Valentia contra protocols.






En 1912, Freud escribe su texto sobre la “generalizada degradación de la vida amorosa”. Por degradación se refiere al corte y desencuentro entre la “corriente sensual” y la “corriente tierna” de la vida erótica. Cuando se ama no se desea, cuando se desea no se ama. Degradar el objeto de deseo, convertirlo en cosa desechable, se convierte entonces en el máximo goce. Habla de los hombres o, al menos, de la posición masculina sobre el mundo.

La situación no ha dejado de agravarse en cien años, con la generalizada pornografización de la vida amorosa. ¿Podemos transformarla? ¿Podemos hacerlo sin introducir en ella una nueva normativa, una nueva moralina, un nuevo autoritarismo? No tengo ni idea, soy pesimista al respecto. Pero sí que es posible y urgente inventar otras formas y reglas de juego, otros modos de cortejo y de invitación, éticas aún mínimas del goce de cada cual con respecto al otro. Nuevos ámbitos de ficción y representación incluso, donde las pulsiones agresivas puedan escenificarse sin producir efectos reales, sino satisfaciéndose en lo imaginario.

Es decir, hablando ahora en general, no podemos borrar las pulsiones destructivas con ninguna goma de borrar mágica, pero sí inventar nuevas formas para darles paso de otro modo. Sublimar su empuje, desviarlas de su dirección original, ponerlas al servicio de Eros. Freud pone el ejemplo del cirujano que corta el cuerpo para salvar la vida.

¿Qué nos requiere ese trabajo de creación de nuevas formas? Por un lado, el deseo decidido de revisarse uno mismo y transformarse. Por otro, la aparición de nuevos vínculos y complicidades. Una articulación diferente del trabajo personal y de la amistad entre diferentes como valor político.

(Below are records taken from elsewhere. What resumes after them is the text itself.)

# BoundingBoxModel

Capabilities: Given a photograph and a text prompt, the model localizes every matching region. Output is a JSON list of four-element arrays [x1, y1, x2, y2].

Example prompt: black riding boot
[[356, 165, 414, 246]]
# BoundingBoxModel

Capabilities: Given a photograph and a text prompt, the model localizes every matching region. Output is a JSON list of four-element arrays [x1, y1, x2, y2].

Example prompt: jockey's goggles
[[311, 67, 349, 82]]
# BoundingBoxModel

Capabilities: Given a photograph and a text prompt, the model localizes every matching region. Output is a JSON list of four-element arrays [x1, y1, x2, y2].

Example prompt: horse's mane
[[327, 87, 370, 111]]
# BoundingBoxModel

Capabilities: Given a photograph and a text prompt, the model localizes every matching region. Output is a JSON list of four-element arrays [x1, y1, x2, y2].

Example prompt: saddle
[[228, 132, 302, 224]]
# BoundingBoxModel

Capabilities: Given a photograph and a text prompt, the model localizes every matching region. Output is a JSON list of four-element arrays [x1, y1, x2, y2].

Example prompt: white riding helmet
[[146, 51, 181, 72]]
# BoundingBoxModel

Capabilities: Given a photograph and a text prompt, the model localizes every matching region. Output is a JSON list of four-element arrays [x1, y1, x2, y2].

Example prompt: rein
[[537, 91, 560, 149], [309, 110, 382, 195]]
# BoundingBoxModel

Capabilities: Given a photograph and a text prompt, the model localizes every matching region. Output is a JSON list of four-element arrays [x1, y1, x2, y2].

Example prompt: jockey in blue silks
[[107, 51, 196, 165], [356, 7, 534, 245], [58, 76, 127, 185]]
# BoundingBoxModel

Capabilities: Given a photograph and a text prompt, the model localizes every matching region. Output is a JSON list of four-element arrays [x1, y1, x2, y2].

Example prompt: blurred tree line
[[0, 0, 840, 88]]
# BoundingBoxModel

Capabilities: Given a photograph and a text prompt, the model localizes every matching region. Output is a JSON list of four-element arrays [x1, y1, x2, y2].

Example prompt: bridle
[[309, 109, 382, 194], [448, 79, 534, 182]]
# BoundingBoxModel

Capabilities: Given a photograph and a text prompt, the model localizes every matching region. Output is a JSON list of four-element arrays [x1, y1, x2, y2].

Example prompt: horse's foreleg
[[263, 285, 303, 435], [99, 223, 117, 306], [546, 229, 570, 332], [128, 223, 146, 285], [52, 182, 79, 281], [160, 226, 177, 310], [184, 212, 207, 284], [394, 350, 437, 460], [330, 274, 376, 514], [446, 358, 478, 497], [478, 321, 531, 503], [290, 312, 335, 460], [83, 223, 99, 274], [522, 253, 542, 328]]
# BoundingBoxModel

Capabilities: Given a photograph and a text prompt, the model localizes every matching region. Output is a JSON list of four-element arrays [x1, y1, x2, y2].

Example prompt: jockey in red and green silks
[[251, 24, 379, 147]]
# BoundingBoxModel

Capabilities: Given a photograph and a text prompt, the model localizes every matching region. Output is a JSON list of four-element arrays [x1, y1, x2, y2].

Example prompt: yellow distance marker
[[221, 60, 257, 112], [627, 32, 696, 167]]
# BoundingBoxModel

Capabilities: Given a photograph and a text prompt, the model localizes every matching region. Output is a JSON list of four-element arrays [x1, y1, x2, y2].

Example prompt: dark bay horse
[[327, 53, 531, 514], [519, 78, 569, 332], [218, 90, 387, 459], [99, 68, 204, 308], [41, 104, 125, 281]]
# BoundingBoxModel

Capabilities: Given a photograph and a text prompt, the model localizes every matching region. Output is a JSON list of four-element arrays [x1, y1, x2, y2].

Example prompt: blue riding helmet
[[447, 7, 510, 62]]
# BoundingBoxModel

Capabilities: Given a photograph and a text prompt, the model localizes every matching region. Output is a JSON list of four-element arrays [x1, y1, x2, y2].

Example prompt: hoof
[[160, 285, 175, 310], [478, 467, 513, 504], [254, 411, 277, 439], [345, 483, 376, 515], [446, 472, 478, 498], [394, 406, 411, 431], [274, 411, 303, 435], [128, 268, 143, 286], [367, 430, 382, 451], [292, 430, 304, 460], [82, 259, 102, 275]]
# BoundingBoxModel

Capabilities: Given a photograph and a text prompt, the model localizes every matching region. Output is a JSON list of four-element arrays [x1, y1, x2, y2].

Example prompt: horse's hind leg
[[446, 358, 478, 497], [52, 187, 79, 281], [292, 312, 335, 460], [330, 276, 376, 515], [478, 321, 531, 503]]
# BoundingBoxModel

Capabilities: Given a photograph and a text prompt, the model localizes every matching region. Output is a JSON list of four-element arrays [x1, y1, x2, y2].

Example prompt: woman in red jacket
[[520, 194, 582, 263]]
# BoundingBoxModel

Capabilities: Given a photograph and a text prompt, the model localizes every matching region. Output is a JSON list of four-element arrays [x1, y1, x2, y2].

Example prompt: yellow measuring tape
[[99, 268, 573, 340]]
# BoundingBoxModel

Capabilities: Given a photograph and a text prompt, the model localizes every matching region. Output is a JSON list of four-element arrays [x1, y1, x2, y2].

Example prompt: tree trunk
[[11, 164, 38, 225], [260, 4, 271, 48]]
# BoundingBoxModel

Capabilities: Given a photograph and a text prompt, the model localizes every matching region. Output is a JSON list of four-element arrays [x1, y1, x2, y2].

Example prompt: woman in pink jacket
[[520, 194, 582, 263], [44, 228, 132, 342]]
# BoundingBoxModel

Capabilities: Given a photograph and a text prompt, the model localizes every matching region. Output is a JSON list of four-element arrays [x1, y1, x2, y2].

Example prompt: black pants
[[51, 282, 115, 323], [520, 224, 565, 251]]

En la política tradicional, mucho me temo, faltan ambas cosas. Por eso todo se fía a la implantación de “mecanismos de prevención”, protocolos y formalismos, reglas y reglamentos, en los que se delega la capacidad de escucha y atención, de interpretación y de respuesta. En lugar de inventar nuevas formas, en el engarce entre lo personal y lo político, se aplican formalismos. Pero el mal prosigue su curso…
Mark Fisher llamó ya hace años a “salir del castillo de vampiros” que representaba para él el twitter de izquierda. Entre vampiros el trabajo de pensar se sustituye por el goce de señalar, condenar y excomulgar. En el castillo impera el moralismo, la idea de que sentir culpa, hacer sentir culpa, extender la culpa por todos lados, puede cambiar algo. Pero la culpa no cambia nada. Son golpes en el pecho que no producen ninguna modificación subjetiva, cursillos de reeducación amorosa, meras gesticulaciones sin efecto. Una vez pasada la tormenta de mierda, todo vuelve a su sitio.

Lo único que puede cambiarnos es el hartazgo de verdad con respecto a nosotros mismos y las ganas de vivir de manera distinta. No la culpa, sino la responsabilidad hacia nuestro deseo. La fuerza de la ola feminista ha sido contagiar un deseo positivo por cambiar, por mudar la piel, por dejar caer una forma de ser hombres y mujeres para darnos otra.

No nos puede salvar nadie, si no nos habita ya un deseo valiente de revisión y autotransformación. Pero en el caso de que éste exista, un oído amigo, una voz amiga, pueden ser decisivos.

En estos días oscuros no he dedicado ni un minuto a pensar en los protocolos de vigilancia y castigo en Sumar, pero sí que me he preguntado muchas veces si en las estructuras de partido cabe la amistad donde se puede conversar y decirse la verdad.

No sé muy bien qué son las “nuevas masculinidades”, pero sí que la única que merece la pena es la que se atreve a la conversación en serio, a abrirse al otro para pedir y recibir ayuda, a pensar y pensarse, a hacer del pensamiento un gesto vinculante, una forma de vida.